Delaying Action on Climate Change Will Increase Costs, Risks

Jason Furman is the chairman of the White House Council of Economic Advisors, which prepared The Cost of Delaying Action to Stem Climate Change.

Jason Furman is the chairman of the White House Council of Economic Advisors, which prepared The Cost of Delaying Action to Stem Climate Change.

29 July 2014

Washington — The longer the country waits to take action to counter the effects of climate change, the higher the cost of doing so, according to a report released by the White House on July 29.

“These costs will take the form of either greater damages from climate change or higher costs associated with implementing more rapid reductions in greenhouse gas emissions,” according to the report prepared by the White House Council of Economic Advisors.

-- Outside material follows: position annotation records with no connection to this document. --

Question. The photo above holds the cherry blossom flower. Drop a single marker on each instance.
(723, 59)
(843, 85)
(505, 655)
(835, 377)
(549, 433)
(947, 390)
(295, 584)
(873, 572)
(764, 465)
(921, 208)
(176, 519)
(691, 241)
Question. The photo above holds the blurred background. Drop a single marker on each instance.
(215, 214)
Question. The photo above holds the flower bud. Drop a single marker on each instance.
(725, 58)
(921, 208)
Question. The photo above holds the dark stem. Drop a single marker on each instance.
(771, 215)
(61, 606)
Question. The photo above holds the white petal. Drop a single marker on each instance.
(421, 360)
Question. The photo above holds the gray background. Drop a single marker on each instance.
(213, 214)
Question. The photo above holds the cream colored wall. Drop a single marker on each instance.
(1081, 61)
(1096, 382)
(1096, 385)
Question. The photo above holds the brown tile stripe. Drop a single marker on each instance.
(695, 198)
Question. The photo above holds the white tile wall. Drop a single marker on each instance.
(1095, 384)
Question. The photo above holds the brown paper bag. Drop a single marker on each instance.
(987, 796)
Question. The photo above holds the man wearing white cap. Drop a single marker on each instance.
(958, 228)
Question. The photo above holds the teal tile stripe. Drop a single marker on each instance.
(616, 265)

The report is based on evidence that climate change already is affecting the United States with increased storm severity, harsh drought conditions and rising sea levels encroaching upon coastal areas. The Obama administration announced a wide-ranging Climate Action Plan in June 2013 to mitigate climate change and prepare for its consequences, but elements of the plan face opposition from critics who argue that a transition to cleaner fuels would have steep costs.

Reducing carbon dioxide emissions from electric-power plants is a major proposal of the plan. Critics say that could bring higher power bills for consumers and compromise power availability.

The report, The Cost of Delaying Action to Stem Climate Change, states that if action is delayed until warming reaches 3 degrees above historic norms, rather than a 2-degree rise, costs to the economy could reach $150 billion annually.

The report suggests that actions taken to reduce greenhouse gas emissions, prepare for climate change and mitigate its damage should be viewed as an insurance policy against the consequences of “climate catastrophes.” Actions today can prevent some of the dire events predicted in the event of higher temperatures and rising sea levels.

“Climate policy that serves as climate insurance is an investment that also leads to cleaner air, energy security, and benefits that are difficult to monetize like biological diversity,” the report says.

Even though some benefits of near-term action would be spread out over time, immediate positive results from reducing greenhouse gas emissions are also predicted. Lower levels of emissions in the air would show immediate benefits in the reduced occurrence of respiratory diseases, lower medical costs and fewer deaths associated with pollution-related illnesses, the experts predict.

“Acting today will save us money, save us time, and advance a wide range of objectives,” said Jason Furman, chairman of the Council of Economic Advisers, in a briefing with reporters.

Another objective is that the United States show leadership to address climate change on the world stage, White House officials say. The fact that the administration has set a course to reduce power plant emissions — among the greatest source of greenhouse gases — demonstrates to other nations that the United States is taking the threat seriously and is willing to make the difficult policy choices, the officials say.

The proposal put forth by the Environmental Protection Agency — the Clean Power Plan — would reduce carbon dioxide pollution from the electricity-generation sector 30 percent by 2030, equivalent to the carbon dioxide from two-thirds of all cars and trucks in America. That level of emission reduction and other actions put the United States on a track to have reduced carbon pollution 17 percent below 2005 levels by 2020.

The EPA is holding hearings during the week of July 27 to allow public input on the Clean Power Plan. Administrator Gina McCarthy said in a July 28 statement that the agency is working to maintain “an open and inclusive process” in the development of the carbon-reduction regulations to achieve a policy that is widely supported. Since the announcement of the proposal in early June, the agency has received more than 300,000 comments.